Bu açıklamalarımızın ardından elbette şöyle bir soru sormak da son derecede anlamlı.
Maliyetine tüm ülke katlanıyor
Acaba 2023 ve 2024 yıllarında seçim olmasa ve seçim ekonomisi kullanılmamış olsaydı, o günlerdeki büyüme oranlarına ulaşabilir miydi?
Bence iktidar o günlerde ekonominin imkânlarını aşırı derecede zorladı bu yüksek büyüme oranlarına ulaşabilmek için. Bu zorlamanın sonucu olarak enflasyon yükseldi; 2023 seçimlerinin sonuna doğru ekonominin neredeyse bir ödemeler dengesi krizinin eşiğine geldi. Zaten ekonomi yönetiminin değiştirilmesi ve siyasetin ekonomik politikalarında yol açtığı kredibilite açığını, göreve yeni gelen bu ekipteki liyakat sahibi isimlerle kapatılması bu nedenle yapılmadı mı?
Bugünkü ekonomi yönetiminin göreve gelme nedenlerinden diğeri ise 2028 yılına kadar iktidarda kalma olanağı elde etmiş AKP iktidarının o güne kadar uygulayacağı politikaların finansmanına yarayacak mali kaynakları ne pahasına olursa olsun bulmaktı. Bu yüzden ekonomi yönetiminde tüm ilgi para ve maliyenin gelirler politikasına yöneltilmişti. Ancak büyümenin şeklini değiştirebilecek yapısal reformları yapmakta ise bu ekip ihtiyaç duyduğu siyasi destekten mahrum kalmıştır.

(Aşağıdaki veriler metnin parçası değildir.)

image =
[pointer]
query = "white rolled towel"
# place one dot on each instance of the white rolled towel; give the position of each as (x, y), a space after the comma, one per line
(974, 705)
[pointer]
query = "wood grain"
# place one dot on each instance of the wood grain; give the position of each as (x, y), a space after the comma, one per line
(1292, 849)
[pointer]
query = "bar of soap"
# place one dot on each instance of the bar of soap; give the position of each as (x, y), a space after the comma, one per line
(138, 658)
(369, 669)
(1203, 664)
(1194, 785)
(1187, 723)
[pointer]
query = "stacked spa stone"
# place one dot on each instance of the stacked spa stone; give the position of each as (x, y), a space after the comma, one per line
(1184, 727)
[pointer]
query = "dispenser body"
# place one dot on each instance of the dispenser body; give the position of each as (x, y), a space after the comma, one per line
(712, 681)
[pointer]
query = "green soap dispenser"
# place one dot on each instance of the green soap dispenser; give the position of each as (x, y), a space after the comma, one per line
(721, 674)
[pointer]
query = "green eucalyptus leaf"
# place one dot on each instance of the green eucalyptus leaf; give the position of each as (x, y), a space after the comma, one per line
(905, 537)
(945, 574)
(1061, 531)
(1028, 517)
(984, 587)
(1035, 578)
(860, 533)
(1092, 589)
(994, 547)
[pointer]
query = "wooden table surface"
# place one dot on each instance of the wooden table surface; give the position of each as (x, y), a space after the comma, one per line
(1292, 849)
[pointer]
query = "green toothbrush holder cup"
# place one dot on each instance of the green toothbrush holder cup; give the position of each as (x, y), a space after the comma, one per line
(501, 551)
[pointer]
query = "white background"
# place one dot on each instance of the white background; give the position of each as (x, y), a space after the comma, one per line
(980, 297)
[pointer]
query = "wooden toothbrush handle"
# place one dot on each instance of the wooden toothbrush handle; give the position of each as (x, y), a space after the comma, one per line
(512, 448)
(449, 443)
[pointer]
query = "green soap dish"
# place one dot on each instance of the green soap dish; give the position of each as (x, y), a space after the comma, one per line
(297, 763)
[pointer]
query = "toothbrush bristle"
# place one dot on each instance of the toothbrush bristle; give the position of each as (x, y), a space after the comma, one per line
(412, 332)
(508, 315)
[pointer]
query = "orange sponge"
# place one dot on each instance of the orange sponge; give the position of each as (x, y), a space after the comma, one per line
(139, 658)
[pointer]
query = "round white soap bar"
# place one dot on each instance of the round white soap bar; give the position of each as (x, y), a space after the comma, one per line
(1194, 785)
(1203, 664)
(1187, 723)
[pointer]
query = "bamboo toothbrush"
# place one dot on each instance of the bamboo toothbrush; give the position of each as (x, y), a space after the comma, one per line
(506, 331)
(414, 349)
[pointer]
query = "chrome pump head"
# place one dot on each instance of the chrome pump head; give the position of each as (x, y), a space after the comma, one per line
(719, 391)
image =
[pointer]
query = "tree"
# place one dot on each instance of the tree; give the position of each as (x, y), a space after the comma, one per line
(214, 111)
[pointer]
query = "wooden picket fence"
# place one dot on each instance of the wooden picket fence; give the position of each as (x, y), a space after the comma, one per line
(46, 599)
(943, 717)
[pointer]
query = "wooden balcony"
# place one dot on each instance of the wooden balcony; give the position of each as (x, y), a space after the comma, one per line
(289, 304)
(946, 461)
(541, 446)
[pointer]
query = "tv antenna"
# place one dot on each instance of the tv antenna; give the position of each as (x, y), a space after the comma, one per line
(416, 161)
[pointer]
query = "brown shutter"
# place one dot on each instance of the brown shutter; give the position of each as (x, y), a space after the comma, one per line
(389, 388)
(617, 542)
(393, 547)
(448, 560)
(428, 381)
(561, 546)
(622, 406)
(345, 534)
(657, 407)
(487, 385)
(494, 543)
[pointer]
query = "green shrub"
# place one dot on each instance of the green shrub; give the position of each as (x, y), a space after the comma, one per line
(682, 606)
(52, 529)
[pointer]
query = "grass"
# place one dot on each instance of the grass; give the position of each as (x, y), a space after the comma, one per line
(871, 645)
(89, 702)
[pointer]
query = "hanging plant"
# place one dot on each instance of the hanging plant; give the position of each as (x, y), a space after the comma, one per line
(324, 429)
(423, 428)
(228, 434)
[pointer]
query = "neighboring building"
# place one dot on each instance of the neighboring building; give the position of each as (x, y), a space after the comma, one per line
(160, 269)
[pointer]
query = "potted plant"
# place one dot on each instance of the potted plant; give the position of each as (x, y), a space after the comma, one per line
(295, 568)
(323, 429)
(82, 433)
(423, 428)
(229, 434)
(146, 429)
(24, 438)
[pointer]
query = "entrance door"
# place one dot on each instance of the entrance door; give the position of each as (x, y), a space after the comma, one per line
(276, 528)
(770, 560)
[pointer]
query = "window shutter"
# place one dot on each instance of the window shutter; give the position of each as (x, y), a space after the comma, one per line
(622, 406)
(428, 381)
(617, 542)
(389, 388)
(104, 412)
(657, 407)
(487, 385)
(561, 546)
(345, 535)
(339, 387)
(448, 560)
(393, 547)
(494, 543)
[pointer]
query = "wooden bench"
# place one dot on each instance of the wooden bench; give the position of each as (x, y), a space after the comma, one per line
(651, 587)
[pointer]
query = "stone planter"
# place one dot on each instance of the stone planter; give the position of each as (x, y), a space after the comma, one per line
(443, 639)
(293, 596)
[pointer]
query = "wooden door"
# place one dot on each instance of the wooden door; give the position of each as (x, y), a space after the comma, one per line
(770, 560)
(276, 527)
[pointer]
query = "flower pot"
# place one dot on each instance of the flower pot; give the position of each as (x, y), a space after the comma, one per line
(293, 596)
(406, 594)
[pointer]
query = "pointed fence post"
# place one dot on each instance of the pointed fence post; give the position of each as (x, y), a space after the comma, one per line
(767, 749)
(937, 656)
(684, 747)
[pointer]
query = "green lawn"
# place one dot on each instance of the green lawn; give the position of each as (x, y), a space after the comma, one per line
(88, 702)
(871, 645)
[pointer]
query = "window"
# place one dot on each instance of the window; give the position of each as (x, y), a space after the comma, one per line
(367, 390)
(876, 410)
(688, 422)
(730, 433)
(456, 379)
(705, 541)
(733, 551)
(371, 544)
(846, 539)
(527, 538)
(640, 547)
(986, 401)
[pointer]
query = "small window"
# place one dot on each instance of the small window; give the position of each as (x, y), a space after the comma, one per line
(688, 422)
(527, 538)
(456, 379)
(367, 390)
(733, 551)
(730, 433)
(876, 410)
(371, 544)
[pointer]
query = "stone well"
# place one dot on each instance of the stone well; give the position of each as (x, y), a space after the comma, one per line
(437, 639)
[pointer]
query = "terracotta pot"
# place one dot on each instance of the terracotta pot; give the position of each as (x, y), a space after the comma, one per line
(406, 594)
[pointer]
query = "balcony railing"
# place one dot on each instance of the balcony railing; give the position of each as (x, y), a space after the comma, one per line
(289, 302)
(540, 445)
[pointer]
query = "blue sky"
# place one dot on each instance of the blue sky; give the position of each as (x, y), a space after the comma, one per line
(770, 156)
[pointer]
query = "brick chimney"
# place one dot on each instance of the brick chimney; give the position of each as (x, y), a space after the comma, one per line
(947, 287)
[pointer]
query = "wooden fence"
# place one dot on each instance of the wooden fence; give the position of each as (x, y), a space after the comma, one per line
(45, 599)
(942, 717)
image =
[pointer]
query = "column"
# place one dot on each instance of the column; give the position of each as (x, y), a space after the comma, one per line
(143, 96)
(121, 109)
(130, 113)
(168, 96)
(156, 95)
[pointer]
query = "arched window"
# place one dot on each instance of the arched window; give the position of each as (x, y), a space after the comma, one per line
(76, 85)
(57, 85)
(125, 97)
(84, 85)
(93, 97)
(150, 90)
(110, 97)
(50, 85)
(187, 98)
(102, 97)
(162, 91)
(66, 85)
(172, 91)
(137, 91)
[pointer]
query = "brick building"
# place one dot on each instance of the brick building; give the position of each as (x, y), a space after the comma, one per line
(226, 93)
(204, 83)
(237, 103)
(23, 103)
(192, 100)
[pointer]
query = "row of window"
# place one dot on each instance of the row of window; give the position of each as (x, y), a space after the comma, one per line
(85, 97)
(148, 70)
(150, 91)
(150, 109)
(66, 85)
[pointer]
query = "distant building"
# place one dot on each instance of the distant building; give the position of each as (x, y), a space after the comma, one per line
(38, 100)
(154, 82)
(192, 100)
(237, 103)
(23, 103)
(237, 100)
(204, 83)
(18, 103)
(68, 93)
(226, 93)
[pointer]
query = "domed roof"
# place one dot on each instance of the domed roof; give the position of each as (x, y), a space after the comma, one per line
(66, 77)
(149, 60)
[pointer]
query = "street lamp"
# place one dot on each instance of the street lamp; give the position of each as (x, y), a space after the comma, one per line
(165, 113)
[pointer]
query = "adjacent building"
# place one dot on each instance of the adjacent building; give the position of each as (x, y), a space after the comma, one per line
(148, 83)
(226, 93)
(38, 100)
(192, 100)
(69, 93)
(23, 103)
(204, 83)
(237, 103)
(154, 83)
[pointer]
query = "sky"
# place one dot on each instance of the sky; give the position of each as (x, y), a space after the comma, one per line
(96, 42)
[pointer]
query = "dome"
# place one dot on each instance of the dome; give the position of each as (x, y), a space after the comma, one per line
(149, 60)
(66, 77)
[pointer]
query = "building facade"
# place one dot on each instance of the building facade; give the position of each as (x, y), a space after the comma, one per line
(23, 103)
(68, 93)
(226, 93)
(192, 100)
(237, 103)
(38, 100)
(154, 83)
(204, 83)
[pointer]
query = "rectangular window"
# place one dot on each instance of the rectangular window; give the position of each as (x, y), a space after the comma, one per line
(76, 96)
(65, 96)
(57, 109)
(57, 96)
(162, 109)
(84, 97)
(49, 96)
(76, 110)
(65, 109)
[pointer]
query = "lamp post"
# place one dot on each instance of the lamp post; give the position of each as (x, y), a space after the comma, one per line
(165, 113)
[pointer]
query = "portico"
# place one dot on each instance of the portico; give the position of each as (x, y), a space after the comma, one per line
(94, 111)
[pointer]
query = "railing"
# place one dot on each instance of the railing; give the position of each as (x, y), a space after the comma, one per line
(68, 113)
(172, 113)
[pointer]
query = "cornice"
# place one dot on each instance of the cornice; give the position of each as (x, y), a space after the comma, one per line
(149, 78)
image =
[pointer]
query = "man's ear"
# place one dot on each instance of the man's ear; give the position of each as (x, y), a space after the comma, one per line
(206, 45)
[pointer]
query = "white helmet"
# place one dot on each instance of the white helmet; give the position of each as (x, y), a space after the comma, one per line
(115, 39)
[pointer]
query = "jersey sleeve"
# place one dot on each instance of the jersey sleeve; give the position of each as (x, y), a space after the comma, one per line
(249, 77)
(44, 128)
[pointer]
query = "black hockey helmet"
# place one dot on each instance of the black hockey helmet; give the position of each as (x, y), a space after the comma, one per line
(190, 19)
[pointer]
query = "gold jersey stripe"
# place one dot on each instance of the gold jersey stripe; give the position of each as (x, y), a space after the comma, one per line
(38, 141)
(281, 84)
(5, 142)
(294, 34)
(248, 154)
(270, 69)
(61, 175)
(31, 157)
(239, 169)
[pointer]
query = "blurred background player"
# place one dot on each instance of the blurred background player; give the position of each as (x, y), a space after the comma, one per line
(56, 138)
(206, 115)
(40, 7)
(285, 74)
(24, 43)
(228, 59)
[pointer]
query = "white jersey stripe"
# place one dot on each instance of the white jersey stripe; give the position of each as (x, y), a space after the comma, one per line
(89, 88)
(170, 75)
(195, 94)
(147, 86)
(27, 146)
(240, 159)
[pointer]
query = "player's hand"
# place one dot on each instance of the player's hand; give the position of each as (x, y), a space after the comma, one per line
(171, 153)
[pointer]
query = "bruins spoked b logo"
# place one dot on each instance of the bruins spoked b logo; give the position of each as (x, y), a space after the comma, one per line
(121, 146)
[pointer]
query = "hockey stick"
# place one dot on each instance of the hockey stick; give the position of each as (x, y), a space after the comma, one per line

Tüm bu gerekçelerden dolayı bugün elde edilen %2’lik büyümenin önceki yıllara göre ekonominin mevcut mali kaynaklarıyla çok daha uyumlu olan bir oran olduğu iddia edilebilir. Aksine geçmişte ulaşılan %4,5-%5 gibi oranların ekonominin imkânlarıyla uyumsuz olduklarını iddia etmek çok daha gerçekçidir.
Kısaca geçmiş iki yıl ekonomi imkânlarının ötesinde büyümüştür. Zaten bunun da maliyetlerine tüm ülke katlanmaktadır.
Sanayi ve tarımda daralma
Şimdi gelelim bugün ve geçmişte elde edilen büyümenin niteliği mevzuuna.
Zira büyümemizin nasıl elde edildiği bu büyümenin sürdürülebilirliği bakımından birtakım endişelerin doğmasına neden olmaktadır. Endişemizin ana sebebi ise, büyümenin ağırlıklı olarak hizmet-ticaret-ve-inşaat faaliyetlerine dayanması ve bu alanlardaki iktisadi faaliyetlerin de döviz cinsinden kaynak tüketen faaliyetler olmalarıdır.
Döviz geliri kazanma kabiliyeti düşük olan bu faaliyetler ülke ekonomisinin döviz bağımlılığını kaçınılmaz olarak arttırmaktadır. Dahası bu faaliyetlere dayanarak büyümeye çalışmak, hâlihazırda maruz kaldığımız döviz kısıtlarının şiddetini daha fazla hissetmemize yol açmaktadır. Yapılması gereken bu döviz tüketen faaliyetler yerine, ülkenin maruz kaldığı bu döviz kısıtlarını azaltacak iktisadi faaliyetlere dayanarak büyüyebilmektir. Bu faaliyetler ağırlıklı olarak sanayi, sonra da tarımdır.
Maalesef son açıklanan verilerde bu iki sektör bırakın büyümeyi, daralma eğilimi göstermiştir. Tarım %2 daralırken, sanayideki daralma %1,8 olarak gerçekleşmiştir. Bu da ülkemizdeki büyümenin sürdürülebilirliğini tehlikeye sokan en önemli nedendir.